使用双指针链接到链表的字符串

Question

I have the following code I"m converting the string stored into the linked list. Example : ABC A->B->C->NULL

Problems : When printing the list,it is not giving the desired output.Following is the code and sample input/outputs.

Code

#include<stdio.h>
#include<stdlib.h>
typedef struct node
{
    char ch;
    struct node *next;
}node;
void create(node **head,char ch)
{
    node *new;
    new=malloc(sizeof(node));
    new->next=NULL;
    new->ch=ch;
    if(*head==NULL)
    {
        *head=new;
        printf("%c",(*head)->ch);
        return ;
    }
    while((*head)->next)
    {
        (*head)=(*head)->next;
    }
    (*head)->next=new;


}
void printList(node *head)
{
    printf("\nThe list has - ");
    while(head)
    {
        printf("%c",head->ch);
        head=head->next;
    }
    printf("\n\n");
}
int main()
{
    node *head=NULL;
    int i=0;
    char *str=NULL;
    str=malloc(sizeof(char)*15);
    printf("\nEnter the string - ");
    scanf("%s",str);

    while(str[i]!='\0')
    {
        create(&head,str[i]);
        i++;
    }
    printList(head);
    return 0;
}

Sample Input/Outputs

Input 1

Enter the string - abc 
a
The list has - bc

Input 2

Enter the string - abcde
a
The list has - de

Input 3

Enter the string - ab
a
The list has - ab

Note :

If I change my create function to this , everything just works fine!. I want to know what's the difference here?
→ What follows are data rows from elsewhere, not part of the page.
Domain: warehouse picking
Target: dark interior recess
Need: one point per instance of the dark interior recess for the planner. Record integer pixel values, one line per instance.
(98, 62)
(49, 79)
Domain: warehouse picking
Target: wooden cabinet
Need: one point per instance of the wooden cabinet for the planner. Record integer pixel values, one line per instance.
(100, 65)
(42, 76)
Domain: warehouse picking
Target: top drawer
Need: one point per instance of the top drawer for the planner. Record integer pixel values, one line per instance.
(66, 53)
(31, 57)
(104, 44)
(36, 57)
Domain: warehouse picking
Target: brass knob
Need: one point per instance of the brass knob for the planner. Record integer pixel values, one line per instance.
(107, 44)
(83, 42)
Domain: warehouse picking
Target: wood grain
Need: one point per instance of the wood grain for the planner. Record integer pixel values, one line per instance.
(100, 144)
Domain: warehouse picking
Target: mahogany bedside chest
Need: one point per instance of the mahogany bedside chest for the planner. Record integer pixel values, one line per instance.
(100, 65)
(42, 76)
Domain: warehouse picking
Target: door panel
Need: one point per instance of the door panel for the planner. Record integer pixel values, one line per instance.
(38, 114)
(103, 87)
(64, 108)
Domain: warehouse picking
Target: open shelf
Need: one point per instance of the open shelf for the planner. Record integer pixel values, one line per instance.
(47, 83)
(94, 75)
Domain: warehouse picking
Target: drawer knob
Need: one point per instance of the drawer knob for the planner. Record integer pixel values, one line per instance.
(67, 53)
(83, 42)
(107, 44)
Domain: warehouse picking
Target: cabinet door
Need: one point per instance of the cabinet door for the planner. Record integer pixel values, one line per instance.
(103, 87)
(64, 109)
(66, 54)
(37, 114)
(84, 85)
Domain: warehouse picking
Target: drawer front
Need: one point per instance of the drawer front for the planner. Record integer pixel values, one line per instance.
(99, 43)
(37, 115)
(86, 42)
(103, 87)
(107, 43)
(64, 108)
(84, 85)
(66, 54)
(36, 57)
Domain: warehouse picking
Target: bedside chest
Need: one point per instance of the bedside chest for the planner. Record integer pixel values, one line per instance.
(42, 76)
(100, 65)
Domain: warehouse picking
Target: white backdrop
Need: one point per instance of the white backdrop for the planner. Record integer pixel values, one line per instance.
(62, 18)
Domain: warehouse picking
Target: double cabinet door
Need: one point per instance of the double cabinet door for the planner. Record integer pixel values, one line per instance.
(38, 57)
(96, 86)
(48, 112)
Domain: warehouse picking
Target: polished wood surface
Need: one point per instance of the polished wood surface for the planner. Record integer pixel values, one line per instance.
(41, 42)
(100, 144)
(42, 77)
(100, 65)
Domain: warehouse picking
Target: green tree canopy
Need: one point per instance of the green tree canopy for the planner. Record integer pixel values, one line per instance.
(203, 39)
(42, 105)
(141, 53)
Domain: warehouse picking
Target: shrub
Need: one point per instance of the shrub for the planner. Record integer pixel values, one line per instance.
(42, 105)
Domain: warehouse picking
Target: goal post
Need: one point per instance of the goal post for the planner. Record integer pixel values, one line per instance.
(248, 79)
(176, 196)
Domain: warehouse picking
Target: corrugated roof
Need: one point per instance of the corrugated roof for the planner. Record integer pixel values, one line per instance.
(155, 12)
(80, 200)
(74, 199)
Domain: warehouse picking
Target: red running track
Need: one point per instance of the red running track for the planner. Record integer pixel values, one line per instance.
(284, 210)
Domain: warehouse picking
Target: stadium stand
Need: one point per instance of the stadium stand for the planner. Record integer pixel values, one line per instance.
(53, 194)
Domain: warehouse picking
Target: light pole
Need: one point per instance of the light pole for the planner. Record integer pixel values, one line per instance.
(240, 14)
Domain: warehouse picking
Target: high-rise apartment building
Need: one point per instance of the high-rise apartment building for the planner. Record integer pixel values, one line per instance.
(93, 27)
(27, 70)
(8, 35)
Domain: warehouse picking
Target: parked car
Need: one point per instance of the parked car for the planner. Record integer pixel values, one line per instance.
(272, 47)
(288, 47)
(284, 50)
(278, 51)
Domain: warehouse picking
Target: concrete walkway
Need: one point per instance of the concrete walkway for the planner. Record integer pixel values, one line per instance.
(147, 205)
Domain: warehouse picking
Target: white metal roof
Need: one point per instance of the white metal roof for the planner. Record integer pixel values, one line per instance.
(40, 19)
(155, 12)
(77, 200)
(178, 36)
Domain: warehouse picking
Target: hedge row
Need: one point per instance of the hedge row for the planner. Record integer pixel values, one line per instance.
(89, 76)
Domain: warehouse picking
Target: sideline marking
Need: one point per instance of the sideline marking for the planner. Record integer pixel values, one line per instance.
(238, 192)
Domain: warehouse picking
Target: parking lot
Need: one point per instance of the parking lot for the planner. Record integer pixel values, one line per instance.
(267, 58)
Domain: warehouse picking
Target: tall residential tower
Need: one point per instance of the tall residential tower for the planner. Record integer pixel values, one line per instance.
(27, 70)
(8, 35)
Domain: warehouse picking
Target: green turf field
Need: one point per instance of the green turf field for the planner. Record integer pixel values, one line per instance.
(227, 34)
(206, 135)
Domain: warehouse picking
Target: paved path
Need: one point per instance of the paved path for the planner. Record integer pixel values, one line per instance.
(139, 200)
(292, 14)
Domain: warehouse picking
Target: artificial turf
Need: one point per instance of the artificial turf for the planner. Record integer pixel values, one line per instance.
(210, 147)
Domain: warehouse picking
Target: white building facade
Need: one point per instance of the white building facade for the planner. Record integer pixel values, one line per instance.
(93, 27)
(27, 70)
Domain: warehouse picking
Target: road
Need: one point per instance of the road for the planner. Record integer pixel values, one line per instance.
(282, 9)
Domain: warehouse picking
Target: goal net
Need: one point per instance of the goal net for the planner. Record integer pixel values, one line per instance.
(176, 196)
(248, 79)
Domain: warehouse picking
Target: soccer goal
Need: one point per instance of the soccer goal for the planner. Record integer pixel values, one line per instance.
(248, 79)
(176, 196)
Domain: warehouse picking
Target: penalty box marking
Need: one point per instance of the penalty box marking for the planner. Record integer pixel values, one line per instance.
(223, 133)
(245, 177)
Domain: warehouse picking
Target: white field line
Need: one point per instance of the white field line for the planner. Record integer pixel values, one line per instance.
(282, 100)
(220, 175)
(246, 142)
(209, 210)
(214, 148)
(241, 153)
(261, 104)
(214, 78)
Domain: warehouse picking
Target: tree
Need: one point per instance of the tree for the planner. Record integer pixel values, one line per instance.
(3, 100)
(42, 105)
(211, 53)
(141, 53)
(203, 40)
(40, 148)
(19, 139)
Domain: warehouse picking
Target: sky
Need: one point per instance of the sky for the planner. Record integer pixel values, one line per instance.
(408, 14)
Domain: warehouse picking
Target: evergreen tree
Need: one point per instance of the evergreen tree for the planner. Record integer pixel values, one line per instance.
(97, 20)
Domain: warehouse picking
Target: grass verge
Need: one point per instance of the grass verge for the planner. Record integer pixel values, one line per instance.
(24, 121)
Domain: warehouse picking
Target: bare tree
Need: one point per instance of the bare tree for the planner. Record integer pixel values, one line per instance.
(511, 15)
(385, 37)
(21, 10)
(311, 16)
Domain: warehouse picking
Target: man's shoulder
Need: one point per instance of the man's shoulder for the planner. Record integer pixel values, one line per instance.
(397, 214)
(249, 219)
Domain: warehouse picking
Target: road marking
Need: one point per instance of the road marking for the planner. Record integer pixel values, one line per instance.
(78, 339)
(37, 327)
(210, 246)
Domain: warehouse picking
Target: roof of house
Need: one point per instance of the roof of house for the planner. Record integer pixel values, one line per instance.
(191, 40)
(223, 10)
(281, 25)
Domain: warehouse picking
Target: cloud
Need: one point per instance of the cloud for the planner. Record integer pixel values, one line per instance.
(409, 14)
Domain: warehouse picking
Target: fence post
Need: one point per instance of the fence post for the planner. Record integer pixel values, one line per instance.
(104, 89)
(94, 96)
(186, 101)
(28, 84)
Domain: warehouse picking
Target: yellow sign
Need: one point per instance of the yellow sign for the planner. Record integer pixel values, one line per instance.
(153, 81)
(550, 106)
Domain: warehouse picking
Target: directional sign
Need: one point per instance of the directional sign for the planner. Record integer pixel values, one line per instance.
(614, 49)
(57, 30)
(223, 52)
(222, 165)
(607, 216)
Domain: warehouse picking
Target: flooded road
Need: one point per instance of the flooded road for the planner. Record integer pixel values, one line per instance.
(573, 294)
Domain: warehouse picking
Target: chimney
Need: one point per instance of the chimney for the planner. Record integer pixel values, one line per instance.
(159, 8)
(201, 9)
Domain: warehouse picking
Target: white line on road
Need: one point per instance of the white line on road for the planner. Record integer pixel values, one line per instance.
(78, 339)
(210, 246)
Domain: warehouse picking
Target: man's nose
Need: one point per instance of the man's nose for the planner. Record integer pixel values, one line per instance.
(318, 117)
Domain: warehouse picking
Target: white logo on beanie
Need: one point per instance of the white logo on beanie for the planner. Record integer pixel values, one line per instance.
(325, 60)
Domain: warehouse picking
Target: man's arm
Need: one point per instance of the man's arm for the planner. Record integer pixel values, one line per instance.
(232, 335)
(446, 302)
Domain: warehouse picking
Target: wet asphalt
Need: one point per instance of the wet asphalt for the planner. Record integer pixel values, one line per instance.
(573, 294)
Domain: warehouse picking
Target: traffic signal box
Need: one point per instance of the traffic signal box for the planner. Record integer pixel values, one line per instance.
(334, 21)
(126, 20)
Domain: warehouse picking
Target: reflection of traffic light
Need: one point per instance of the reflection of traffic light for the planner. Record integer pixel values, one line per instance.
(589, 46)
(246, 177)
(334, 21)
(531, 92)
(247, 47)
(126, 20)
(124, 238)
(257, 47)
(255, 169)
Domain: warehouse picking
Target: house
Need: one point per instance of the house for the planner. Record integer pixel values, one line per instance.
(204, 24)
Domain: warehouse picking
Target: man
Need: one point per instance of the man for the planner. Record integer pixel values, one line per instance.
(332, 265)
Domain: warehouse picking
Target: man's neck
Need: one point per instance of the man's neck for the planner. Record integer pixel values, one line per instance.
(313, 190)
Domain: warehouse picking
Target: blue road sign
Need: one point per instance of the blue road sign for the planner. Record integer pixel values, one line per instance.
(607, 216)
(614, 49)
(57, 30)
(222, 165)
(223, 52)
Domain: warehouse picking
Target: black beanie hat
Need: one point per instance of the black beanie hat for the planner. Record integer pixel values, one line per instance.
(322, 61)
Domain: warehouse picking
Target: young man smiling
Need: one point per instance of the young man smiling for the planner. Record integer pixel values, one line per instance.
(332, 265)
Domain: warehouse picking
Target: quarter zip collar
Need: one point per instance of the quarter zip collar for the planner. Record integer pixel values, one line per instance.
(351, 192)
Has it something to do with the double pointer??

void create(node **head,char ch)
{
    node *new,*ptr;
    new=malloc(sizeof(node));
    new->next=NULL;
    new->ch=ch;
    ptr=*head;
    if(ptr==NULL)
    {
        ptr=new;
        return;
    }
    while(ptr->next)
    {
        ptr=ptr->next;
    }
    ptr->next=new;

}

Thanks!

Answer 1

There is a issue with your insert function in the first code snipper where you move the *head so by the time you insert the last node to the list the head is pointing to one before the last node

a->b->c->d
      |
      |

Head is at c now

So you should never move the head and just use temporary variable to get the value of head and move temp.

a->b->c->d
|     |
|     |
Head  temp

Has it something to do with the double pointer??

No it is just that in the second snippet you use ptr as temporary pointer and doesn't move head your code works as shown above.

Answer 2

Gopi has already pointed out the issue with your code. You can use that advice to insert a new node if you distinguish between the two cases of inserting the first node to an empty list (in which case you must update head ) and of appending to an existing list. (You already catch the two cases.)

But the pointer-to-pointer strategy adds one level of indirection, which you can use here to do without this distinction: head holds the pointer to the pointer to the head node. If you use head to walk through the list, head should always point to the pointer that points to the current node. When the current node is NULL , assign the new node, ie overwrite the pointer:

void create(node **head, char ch)
{
    /* create new node */
    node *nd = malloc(sizeof(*nd));
    nd->next=NULL;
    nd->ch=ch;

    /* advance to end of list */
    while (*head) {
        head = &(*head)->next;
    }

    /* assign */
    *head = nd;
}

By the way, your second function does not work just fine, because you never update the head. You'll get an empty list and memory leaks.